Sorkin’s West Wing, the four good years, has been described as a fantasy, and during the Bush years, it was. It was hard to imagine Toby or Josh or Leo or C.J. or Sam working in that White House. Even Ainsely Hayes and Bruno Gianelli probably would have said “oh, FUCK THAT” during the first debate over defining torture or seeing the leaked photos from Abu Ghriab. And it was hard to see a reality behind that in the last eight years.
It was hard, these last eight years, to believe in the nobility of public service, of giving up a good job and career and life because the President was asking you to serve, and everything else was crap.
It was hard, these last eight years, even in 2006, when it looked like we might turn a corner, to stare down a ballot and choose between the better of “who cares.” Of trying to get excited about a candidate who can speak in complete sentences.
It was hard, these last eight years, to imagine a conversation at the White House that ended with “Because I’ve been down here before, and I know the way out.”
It was hard, these last eight years, to imagine a President who knew that if you were smart, surrounding yourself with smart people who disagreed with you was the best move. (Even if he was stoned on back medication at the time. Like I kind of am right now.)
It was hard to believe in a nation that believed in “what’s next?” That crossed the seas and pioneered the West and took to the stars.
It was hard to believe in government as a place where people come together, and no one gets left behind.
It was hard to believe that a good man could get elected President.
And it was hard to believe in the notion of America as a place where our capacity is limitless, an America that does what is hard and achieves what is great.
That reaches, and with outstretched hands, touches the face of God.

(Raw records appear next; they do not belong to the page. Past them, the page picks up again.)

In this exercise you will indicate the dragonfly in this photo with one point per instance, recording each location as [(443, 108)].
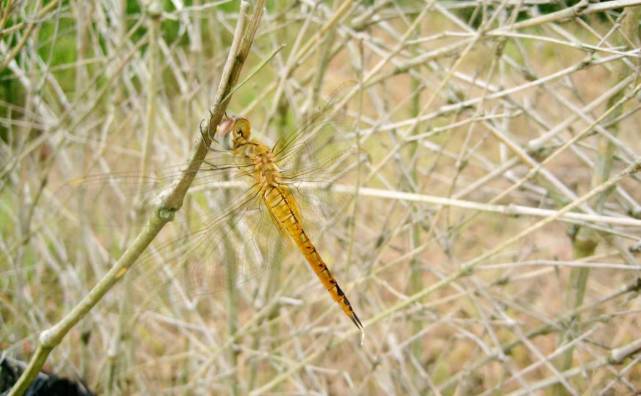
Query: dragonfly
[(275, 194), (273, 181)]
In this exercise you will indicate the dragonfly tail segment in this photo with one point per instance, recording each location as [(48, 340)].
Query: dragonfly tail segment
[(283, 206)]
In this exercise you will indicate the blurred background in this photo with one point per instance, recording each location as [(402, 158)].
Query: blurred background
[(463, 168)]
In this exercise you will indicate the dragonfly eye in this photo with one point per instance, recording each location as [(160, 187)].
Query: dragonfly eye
[(228, 141), (243, 128)]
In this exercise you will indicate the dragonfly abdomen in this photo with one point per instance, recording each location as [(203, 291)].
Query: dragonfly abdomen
[(285, 211)]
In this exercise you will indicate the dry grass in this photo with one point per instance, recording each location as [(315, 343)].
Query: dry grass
[(484, 150)]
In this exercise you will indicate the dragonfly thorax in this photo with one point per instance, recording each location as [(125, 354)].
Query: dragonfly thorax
[(266, 171)]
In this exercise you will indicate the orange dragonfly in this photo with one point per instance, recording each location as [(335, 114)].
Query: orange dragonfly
[(270, 186), (273, 177)]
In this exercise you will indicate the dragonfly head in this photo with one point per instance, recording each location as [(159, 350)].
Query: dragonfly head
[(235, 132)]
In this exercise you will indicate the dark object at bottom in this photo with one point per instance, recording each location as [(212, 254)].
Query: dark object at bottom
[(44, 384)]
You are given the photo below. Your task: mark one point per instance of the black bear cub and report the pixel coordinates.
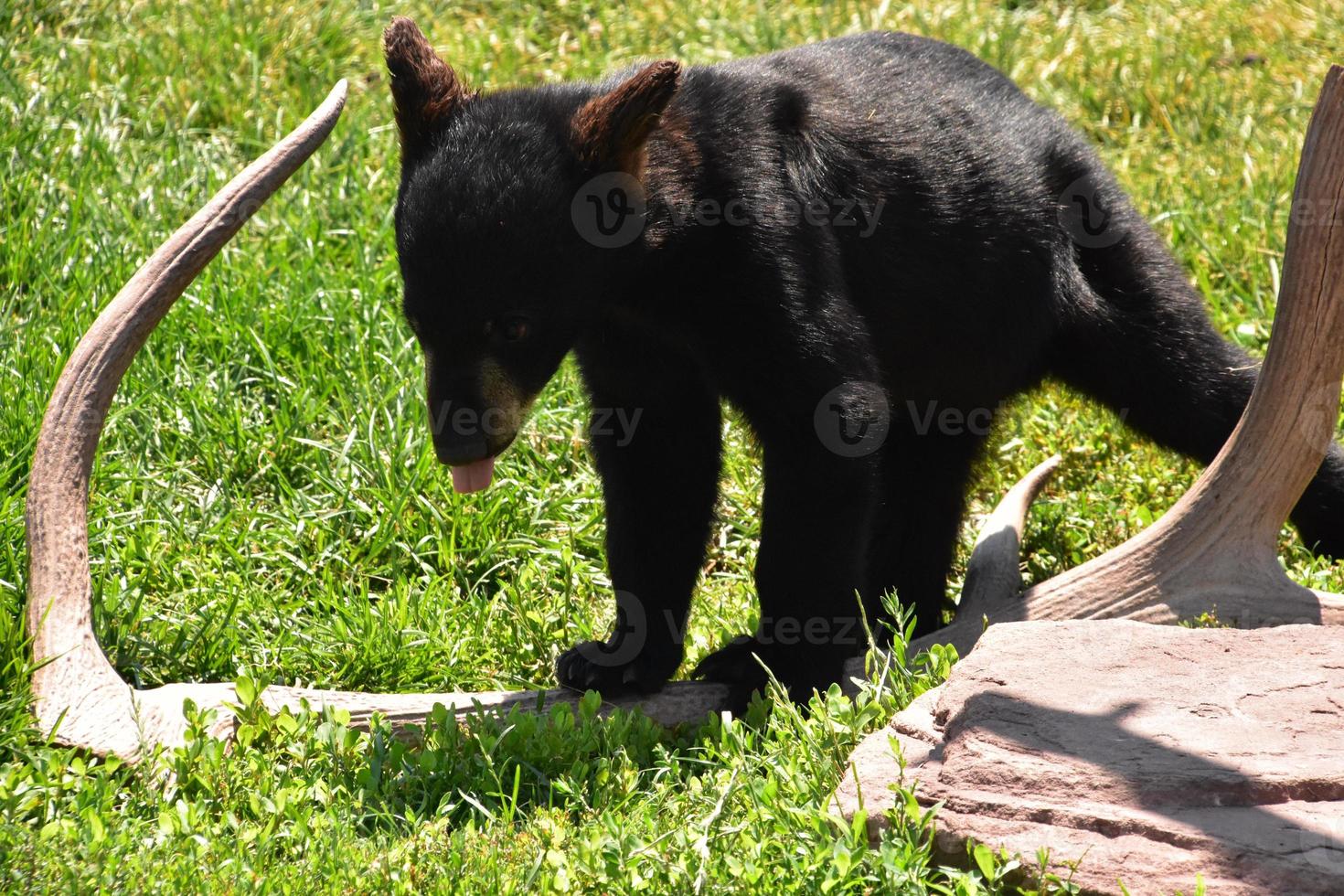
(863, 245)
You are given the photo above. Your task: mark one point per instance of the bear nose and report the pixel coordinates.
(454, 448)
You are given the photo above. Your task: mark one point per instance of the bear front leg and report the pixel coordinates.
(816, 513)
(656, 445)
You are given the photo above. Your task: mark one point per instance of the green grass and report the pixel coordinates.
(266, 508)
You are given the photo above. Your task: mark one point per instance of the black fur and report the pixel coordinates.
(974, 285)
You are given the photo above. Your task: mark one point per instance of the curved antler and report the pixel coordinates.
(78, 698)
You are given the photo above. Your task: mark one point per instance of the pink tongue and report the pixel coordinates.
(474, 477)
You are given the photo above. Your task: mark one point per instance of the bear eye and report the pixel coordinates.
(514, 329)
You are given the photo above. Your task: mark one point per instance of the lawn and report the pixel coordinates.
(266, 506)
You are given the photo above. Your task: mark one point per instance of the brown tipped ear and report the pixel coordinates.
(611, 131)
(425, 89)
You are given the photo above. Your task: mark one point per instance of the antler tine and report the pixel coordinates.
(76, 689)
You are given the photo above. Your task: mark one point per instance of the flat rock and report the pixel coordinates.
(1144, 753)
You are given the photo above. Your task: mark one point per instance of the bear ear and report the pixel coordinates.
(425, 89)
(612, 129)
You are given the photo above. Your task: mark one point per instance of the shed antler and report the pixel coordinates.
(78, 698)
(1217, 546)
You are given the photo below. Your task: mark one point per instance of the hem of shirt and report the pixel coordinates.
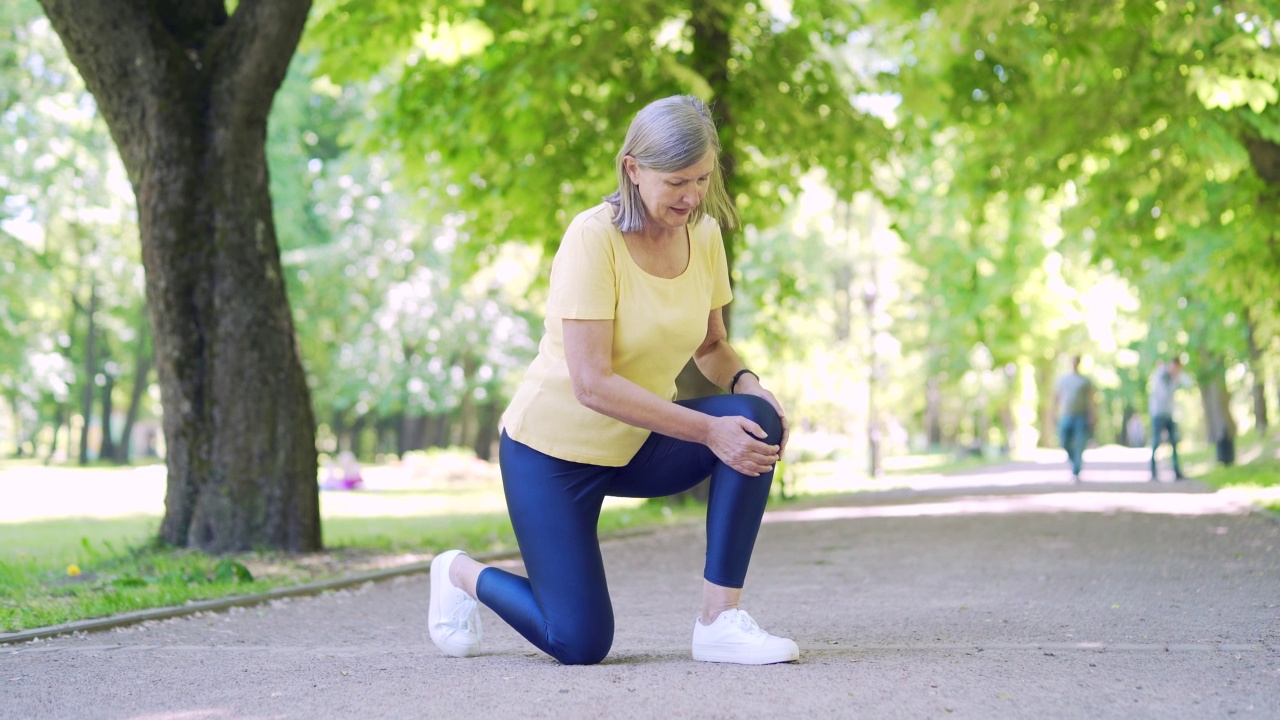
(568, 455)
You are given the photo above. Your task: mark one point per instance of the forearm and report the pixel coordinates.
(624, 400)
(718, 361)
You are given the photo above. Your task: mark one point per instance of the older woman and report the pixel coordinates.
(638, 286)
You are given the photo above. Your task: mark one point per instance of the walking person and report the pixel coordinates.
(1073, 399)
(638, 287)
(1165, 382)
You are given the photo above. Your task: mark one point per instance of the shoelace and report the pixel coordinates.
(748, 624)
(460, 618)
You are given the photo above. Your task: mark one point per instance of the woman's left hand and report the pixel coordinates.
(752, 386)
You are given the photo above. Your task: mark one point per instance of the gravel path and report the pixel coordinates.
(1004, 593)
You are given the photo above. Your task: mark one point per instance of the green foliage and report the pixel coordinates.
(67, 228)
(515, 110)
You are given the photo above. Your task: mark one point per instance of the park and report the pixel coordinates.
(1011, 268)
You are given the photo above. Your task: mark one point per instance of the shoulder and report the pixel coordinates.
(707, 229)
(590, 227)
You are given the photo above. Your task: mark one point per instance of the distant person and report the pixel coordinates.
(343, 474)
(1073, 397)
(1164, 383)
(638, 287)
(1134, 431)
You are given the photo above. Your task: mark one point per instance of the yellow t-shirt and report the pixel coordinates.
(658, 323)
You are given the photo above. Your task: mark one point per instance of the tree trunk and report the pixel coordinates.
(58, 428)
(1260, 378)
(933, 411)
(1215, 399)
(186, 90)
(1045, 402)
(106, 446)
(141, 373)
(90, 367)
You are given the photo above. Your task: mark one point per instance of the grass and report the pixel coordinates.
(1251, 478)
(77, 543)
(1257, 472)
(55, 570)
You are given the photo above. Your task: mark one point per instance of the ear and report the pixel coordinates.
(632, 168)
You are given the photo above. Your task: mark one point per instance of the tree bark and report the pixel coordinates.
(141, 373)
(90, 365)
(106, 446)
(1215, 399)
(1260, 378)
(186, 90)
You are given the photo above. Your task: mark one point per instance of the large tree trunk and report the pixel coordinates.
(186, 91)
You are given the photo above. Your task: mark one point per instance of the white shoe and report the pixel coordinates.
(735, 637)
(453, 616)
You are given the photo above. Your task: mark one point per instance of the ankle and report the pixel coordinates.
(464, 572)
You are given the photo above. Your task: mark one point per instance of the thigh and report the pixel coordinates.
(554, 507)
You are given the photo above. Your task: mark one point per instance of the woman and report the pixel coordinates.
(638, 286)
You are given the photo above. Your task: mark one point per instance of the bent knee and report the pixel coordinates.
(759, 411)
(583, 651)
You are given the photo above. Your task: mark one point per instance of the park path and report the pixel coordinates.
(1006, 592)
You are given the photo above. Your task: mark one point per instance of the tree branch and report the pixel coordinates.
(252, 53)
(113, 46)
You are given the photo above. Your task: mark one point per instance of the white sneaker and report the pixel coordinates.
(453, 616)
(735, 637)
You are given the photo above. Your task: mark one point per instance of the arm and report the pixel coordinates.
(717, 359)
(589, 352)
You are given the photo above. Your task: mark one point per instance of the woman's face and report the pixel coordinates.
(671, 197)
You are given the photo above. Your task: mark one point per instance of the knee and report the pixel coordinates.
(759, 411)
(584, 647)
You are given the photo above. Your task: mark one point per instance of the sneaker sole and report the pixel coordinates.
(736, 656)
(440, 584)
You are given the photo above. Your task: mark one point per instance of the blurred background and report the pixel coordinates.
(942, 203)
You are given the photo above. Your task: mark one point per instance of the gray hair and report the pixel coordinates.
(667, 136)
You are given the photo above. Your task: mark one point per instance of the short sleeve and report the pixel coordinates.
(583, 283)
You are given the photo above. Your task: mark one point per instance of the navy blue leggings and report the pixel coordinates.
(563, 605)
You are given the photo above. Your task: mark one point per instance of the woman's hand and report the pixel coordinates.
(735, 441)
(750, 384)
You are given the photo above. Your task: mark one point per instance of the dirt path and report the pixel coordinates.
(1004, 593)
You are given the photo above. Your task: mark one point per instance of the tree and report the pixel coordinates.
(186, 89)
(1161, 118)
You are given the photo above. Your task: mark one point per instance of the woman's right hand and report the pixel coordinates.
(734, 441)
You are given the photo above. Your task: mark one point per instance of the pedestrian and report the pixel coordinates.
(638, 287)
(1164, 383)
(1073, 399)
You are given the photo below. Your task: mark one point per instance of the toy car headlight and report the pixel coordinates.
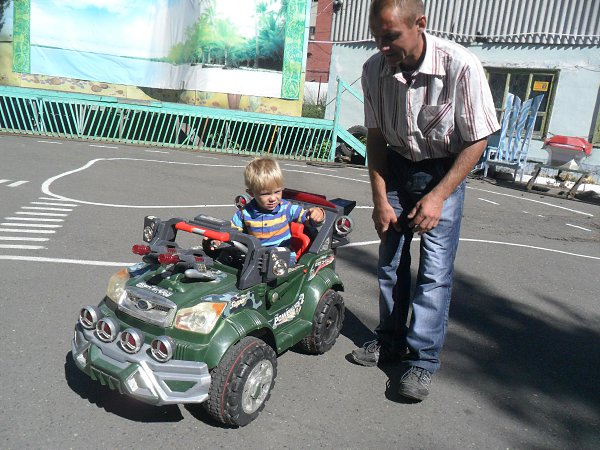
(150, 227)
(116, 286)
(201, 318)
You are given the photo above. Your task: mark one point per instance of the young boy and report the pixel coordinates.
(267, 216)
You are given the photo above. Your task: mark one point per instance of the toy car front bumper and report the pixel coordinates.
(138, 375)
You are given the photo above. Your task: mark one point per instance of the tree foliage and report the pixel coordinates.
(216, 40)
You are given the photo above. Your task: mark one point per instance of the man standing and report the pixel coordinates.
(429, 111)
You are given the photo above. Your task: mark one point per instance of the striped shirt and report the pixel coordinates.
(447, 103)
(271, 228)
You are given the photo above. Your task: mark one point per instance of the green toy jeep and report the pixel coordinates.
(199, 324)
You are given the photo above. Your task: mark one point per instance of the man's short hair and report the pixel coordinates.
(262, 172)
(409, 10)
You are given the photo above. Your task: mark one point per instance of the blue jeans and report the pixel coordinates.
(407, 182)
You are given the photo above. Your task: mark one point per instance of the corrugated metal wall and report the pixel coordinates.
(564, 22)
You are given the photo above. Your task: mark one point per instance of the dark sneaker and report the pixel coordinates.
(414, 384)
(372, 353)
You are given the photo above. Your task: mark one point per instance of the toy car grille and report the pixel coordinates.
(148, 306)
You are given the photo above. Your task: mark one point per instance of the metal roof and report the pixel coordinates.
(563, 22)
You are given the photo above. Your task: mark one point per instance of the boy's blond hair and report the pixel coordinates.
(261, 173)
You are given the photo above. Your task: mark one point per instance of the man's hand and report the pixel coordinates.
(426, 214)
(383, 217)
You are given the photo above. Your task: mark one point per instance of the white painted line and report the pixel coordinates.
(33, 225)
(34, 219)
(23, 247)
(102, 146)
(17, 183)
(54, 204)
(365, 243)
(488, 201)
(577, 226)
(27, 213)
(65, 261)
(45, 209)
(18, 238)
(531, 200)
(13, 230)
(46, 184)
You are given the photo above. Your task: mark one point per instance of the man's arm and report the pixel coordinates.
(383, 214)
(426, 214)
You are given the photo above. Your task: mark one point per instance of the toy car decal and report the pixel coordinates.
(290, 313)
(319, 264)
(155, 289)
(234, 301)
(295, 267)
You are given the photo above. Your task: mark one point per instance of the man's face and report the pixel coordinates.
(268, 197)
(400, 42)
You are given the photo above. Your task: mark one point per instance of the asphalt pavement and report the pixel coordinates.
(519, 367)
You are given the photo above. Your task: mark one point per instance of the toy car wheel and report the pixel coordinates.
(242, 382)
(327, 324)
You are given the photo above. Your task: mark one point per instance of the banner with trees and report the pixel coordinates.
(245, 47)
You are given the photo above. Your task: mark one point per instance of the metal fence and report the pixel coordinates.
(109, 119)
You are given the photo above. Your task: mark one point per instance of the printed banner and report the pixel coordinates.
(247, 47)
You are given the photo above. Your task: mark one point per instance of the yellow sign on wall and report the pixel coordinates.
(541, 86)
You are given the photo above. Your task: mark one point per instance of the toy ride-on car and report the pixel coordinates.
(195, 324)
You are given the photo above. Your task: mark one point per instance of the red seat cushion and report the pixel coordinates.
(300, 241)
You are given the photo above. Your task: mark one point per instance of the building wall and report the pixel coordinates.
(576, 100)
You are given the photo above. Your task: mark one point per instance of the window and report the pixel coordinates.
(525, 84)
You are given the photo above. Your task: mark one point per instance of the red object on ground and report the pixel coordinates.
(211, 234)
(570, 143)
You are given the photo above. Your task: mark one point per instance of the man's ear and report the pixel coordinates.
(421, 23)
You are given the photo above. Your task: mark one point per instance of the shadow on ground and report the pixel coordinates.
(539, 369)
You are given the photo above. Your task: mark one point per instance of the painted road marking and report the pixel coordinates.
(45, 209)
(32, 225)
(13, 230)
(54, 204)
(14, 183)
(17, 183)
(488, 201)
(532, 200)
(23, 247)
(27, 213)
(19, 238)
(35, 219)
(353, 244)
(483, 241)
(577, 226)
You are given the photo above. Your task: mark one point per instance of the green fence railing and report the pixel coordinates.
(110, 119)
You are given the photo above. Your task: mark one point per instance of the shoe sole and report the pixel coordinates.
(413, 394)
(363, 363)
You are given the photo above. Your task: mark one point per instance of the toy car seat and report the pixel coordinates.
(300, 241)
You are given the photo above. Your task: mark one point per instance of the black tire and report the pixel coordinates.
(327, 324)
(242, 382)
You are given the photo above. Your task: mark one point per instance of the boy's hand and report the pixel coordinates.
(317, 215)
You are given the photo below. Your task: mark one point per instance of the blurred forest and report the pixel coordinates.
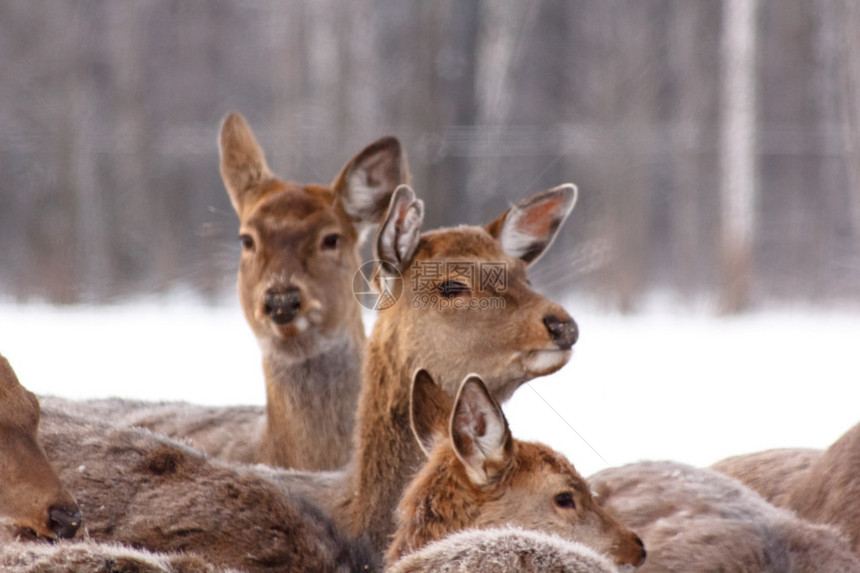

An America that reaches for the stars.
It’s not so hard anymore.
“My President’s name is Bartlet,” read the bumper sticker, and for the last eight years, I secretly believed that. Not today. I’ve been walking around in a daze since Tuesday, not really being able to formulate it until now, because I fully expect to wake up and this will be a dream caused by watching too much West Wing to recover from a McPalin victory. (The Rahm Emmanuel thing is what’s freaking me out. Too perfect.)
Walking around in a daze, thinking…
My President’s name is Barack Hussein Obama, and he doesn’t need Aaron Sorkin to make me believe in America again.